Dans la première moitié du siècle, les New-Yorkais ont découvert les joies de l’agriculture urbaine. Des dizaines de milliers d’hectares de toits de la ville ont en effet été transformés en fermes hydroponiques. Mais les aléas climatiques et les contraintes spatiales ont vite démontré qu’il était illusoire de compter sur ces seules fermes pour nourrir l’ensemble de la ville. New York a alors inventé la ferme verticale. Le premier centre expérimental vient d’ouvrir ses portes à Brooklyn. Une tour translucide de 30 étages érigée sur Floyd Bennet Field, une base désaffectée de l’US Air Force. La ferme carbure aux énergies renouvelables et aux biogaz générés par ses propres déchets agricoles, et elle promet de produire suffisamment de fruits et de légumes pour nourrir 50 000 personnes.

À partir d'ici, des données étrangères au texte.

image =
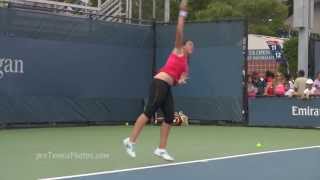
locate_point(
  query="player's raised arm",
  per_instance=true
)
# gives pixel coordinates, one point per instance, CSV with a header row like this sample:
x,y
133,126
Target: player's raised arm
x,y
180,26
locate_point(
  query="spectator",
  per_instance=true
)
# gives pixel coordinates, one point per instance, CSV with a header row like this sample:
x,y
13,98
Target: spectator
x,y
251,89
316,84
310,90
290,82
300,83
260,83
269,90
279,85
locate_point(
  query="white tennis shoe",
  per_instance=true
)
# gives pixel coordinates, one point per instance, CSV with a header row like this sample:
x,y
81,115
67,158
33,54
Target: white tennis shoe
x,y
162,153
129,146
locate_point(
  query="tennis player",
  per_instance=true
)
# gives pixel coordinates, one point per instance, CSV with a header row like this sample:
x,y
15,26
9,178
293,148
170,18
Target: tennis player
x,y
173,73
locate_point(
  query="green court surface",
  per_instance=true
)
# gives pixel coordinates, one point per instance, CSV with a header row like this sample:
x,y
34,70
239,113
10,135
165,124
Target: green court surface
x,y
50,152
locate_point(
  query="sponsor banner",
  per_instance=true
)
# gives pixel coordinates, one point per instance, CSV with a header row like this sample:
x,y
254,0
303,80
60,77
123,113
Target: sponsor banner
x,y
286,112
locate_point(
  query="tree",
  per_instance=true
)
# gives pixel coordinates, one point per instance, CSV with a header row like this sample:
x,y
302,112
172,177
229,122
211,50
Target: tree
x,y
264,16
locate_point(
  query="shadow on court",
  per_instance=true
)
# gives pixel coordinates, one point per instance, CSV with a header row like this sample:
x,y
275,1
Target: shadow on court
x,y
294,164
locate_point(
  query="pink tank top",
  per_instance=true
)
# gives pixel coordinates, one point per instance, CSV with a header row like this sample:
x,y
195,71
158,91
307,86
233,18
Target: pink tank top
x,y
176,66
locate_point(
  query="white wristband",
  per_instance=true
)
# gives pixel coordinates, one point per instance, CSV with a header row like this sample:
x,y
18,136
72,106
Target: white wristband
x,y
183,13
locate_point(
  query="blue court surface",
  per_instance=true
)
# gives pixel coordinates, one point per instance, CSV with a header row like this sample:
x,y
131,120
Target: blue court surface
x,y
289,164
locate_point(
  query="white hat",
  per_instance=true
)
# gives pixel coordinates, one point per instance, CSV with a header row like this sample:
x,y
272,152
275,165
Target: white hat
x,y
309,81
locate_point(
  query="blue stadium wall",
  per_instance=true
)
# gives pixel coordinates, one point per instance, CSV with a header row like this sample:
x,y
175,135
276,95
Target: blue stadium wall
x,y
62,69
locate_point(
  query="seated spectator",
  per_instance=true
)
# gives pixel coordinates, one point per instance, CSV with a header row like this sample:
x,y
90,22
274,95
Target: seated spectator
x,y
289,86
310,90
300,83
279,85
251,89
290,81
269,90
260,83
316,85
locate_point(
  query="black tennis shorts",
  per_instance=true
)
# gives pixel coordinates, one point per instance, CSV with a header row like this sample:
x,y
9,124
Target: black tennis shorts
x,y
160,97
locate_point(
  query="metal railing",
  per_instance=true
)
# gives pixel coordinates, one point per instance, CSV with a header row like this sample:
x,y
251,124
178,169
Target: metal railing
x,y
110,10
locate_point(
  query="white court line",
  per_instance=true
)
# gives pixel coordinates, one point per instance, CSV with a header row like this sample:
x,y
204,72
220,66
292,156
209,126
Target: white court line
x,y
180,163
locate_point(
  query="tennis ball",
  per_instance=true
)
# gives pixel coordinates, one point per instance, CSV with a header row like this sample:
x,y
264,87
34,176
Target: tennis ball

Ce concept révolutionnaire a été imaginé en 2001 par Dickson Despommier, chercheur au département des Sciences de santé environnementale de l’université de Columbia. Il avait fait le pari fou qu’on pouvait cultiver tous les aliments possibles et imaginables dans des gratte-ciel. Et même y élever poules, canards et cochons. Les débuts furent laborieux. Il a fallu dénicher plusieurs centaines de millions de dollars – financés par les autorités publiques et par le gouvernement fédéral qui a jugé le projet d’intérêt public – pour ériger la première ferme. Et affiner les connaissances des fermiers urbains en hydrobiologie et en ingénierie structurelle. La municipalité a inscrit dans son plan d’adaptation au changement climatique l’objectif d’une ferme par quartier d’ici à l’année 2080. Les New-Yorkais visent même l’autosuffisance alimentaire d’ici au siècle prochain. A condition que la ferme du futur prouve qu’elle peut résister à la puissance des éléments. Car en cette matinée du 4 octobre 2050, la base Floyd Bennet Field, posée en bordure de l’eau, a elle aussi les pieds mouillés. —

Illustration : Yannick Monget / Terres d’avenir (Editions La Martinière)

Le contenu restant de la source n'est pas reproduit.